Nvidia denies Michael Burry’s fraud and depreciation claims, says the accusations twist its financial reporting

Source Cryptopolitan

Nvidia pushed out a long memo to analysts after Michael Burry began saying the company was tied to fraud claims connected to a piece titled “The Algorithm That Detected a $610B Fraud,” and the memo came out after Raymond James shared it with clients.

Nvidia said Michael’s claims twist how its business works, how its filings should be read, and how money moves through the current AI cycle.

Nvidia said the attempts to link its activity to old accounting blowups do not match reality. It said it does not use special‑purpose vehicles, does not use vendor financing, and has one guarantee in its filings with a value so tiny that it does not change its results.

Nvidia said its payment terms are steady, with days sales outstanding at 53, the same range it has reported for years.

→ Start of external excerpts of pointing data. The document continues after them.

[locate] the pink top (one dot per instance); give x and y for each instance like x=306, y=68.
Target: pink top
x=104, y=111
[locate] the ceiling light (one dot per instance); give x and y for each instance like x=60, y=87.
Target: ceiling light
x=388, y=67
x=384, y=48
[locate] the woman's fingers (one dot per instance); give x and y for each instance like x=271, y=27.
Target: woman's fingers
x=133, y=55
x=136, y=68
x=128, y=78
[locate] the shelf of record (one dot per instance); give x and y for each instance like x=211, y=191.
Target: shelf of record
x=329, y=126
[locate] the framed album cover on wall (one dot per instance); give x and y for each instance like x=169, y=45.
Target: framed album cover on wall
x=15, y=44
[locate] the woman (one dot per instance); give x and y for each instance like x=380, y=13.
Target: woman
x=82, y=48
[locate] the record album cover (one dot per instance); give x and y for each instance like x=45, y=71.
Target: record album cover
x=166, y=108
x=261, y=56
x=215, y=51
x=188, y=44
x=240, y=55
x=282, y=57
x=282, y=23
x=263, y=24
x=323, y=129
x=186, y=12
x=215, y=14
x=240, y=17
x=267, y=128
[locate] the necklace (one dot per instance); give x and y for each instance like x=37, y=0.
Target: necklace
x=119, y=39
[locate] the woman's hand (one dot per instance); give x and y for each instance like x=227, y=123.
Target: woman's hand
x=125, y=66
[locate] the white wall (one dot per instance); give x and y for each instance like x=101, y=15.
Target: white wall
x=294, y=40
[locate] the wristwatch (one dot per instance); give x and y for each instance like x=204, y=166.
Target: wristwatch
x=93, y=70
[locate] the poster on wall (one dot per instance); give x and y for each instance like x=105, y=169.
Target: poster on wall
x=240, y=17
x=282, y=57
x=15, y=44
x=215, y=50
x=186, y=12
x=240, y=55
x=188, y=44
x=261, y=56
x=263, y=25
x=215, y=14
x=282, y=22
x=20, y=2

The company pushed back at the idea that any kind of $610 billion circular‑financing loop exists. It said its strategic investments were about $3.7 billion in the third quarter and around $4.7 billion year‑to‑date, and that these amounts are small when measured against its revenue and the entire pool of private capital worldwide.

Nvidia disputes claims of circular cash flows and depreciation gaps

Nvidia told analysts that the outside companies in its portfolio mainly raise third‑party funds, not recycled capital.

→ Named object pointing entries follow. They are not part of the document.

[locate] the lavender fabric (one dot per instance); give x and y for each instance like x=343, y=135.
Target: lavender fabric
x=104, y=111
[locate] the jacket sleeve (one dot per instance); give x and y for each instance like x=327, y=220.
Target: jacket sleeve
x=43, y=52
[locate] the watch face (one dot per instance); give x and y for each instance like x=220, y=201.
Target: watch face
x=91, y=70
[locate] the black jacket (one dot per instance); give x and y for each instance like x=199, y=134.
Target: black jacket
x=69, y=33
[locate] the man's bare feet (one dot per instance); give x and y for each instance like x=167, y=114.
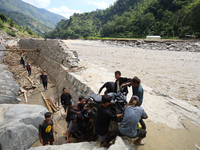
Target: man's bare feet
x=104, y=144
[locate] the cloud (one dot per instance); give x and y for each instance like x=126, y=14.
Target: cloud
x=64, y=11
x=103, y=5
x=38, y=3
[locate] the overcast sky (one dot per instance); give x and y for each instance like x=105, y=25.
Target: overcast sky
x=66, y=8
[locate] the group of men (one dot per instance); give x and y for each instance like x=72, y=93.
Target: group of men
x=43, y=77
x=81, y=123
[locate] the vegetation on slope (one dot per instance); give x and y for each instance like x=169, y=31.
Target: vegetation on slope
x=134, y=19
x=41, y=15
x=9, y=26
x=25, y=21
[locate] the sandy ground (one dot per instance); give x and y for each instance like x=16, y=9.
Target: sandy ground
x=174, y=73
x=172, y=123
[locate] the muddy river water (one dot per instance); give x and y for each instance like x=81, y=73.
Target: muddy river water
x=174, y=73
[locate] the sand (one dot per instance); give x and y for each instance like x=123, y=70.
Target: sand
x=173, y=122
x=174, y=73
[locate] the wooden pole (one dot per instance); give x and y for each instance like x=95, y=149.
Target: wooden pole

This memo followed weeks of warnings from Michael Burry, who said large tech companies might be reporting lower depreciation than they should on AI hardware.

In a post on X, Michael said hyperscalers extended useful‑life assumptions in a way that “artificially boosts earnings — one of the more common frauds of the modern era.” He also said “massively ramping capex through purchase of Nvidia chips/servers on a 2‑3 yr product cycle should not result in the extension of useful lives of compute equipment.”

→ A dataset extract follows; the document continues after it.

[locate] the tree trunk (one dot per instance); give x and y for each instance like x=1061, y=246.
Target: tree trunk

Michael estimated that depreciation might be understated by $176 billion from 2026 to 2028 across the entire industry. He said companies like Oracle and Meta might show earnings that are more than 20% higher than what real depreciation should allow at the end of the decade.

He also reported large put‑option positions as of Sept. 30 tied to AI names, including positions linked to Nvidia and Palantir Technologies.

Nvidia answers questions on cash flow, margins, and risk

Nvidia used the memo to defend how it reports cash flow and operating costs. It said it produced $23.8 billion in operating cash flow and $22.1 billion in free cash flow in the third quarter.

Long‑term free cash flow has been close to 98% of GAAP net income since fiscal 2018. Nvidia said its inventory trend fits normal product ramps and its guidance. The memo also responded to claims tied to margins, depreciation, and regulatory issues.

Nvidia said higher warranty costs this year come from the Blackwell architecture, which requires more complex parts, and that warranty items are logged the right way.

Nvidia said bad‑debt expense is tiny and is placed in general and administrative expenses. It said it is not aware of any SEC probes and that crypto volatility does not affect its accounting.

The memo also said the claims about insider selling confuse actions made by third‑party funds, not Nvidia insiders.

Raymond James analyst Simon Leopold reacted to the memo and said the “narrative of systemic fraud is inconsistent with NVIDIA’s fundamentals and the structure of this investment cycle.”

After mentioning Nvidia’s software stack, system lineup, and yearly platform rhythm, Simon said “NVIDIA has an obligation to employ its cash in the best interest of shareholders; we view its investments in AI related opportunities as appropriate.”

Simon said he still sees scale and visibility through peak Blackwell shipments in 2026, supported by Nvidia’s supposed “large order book.”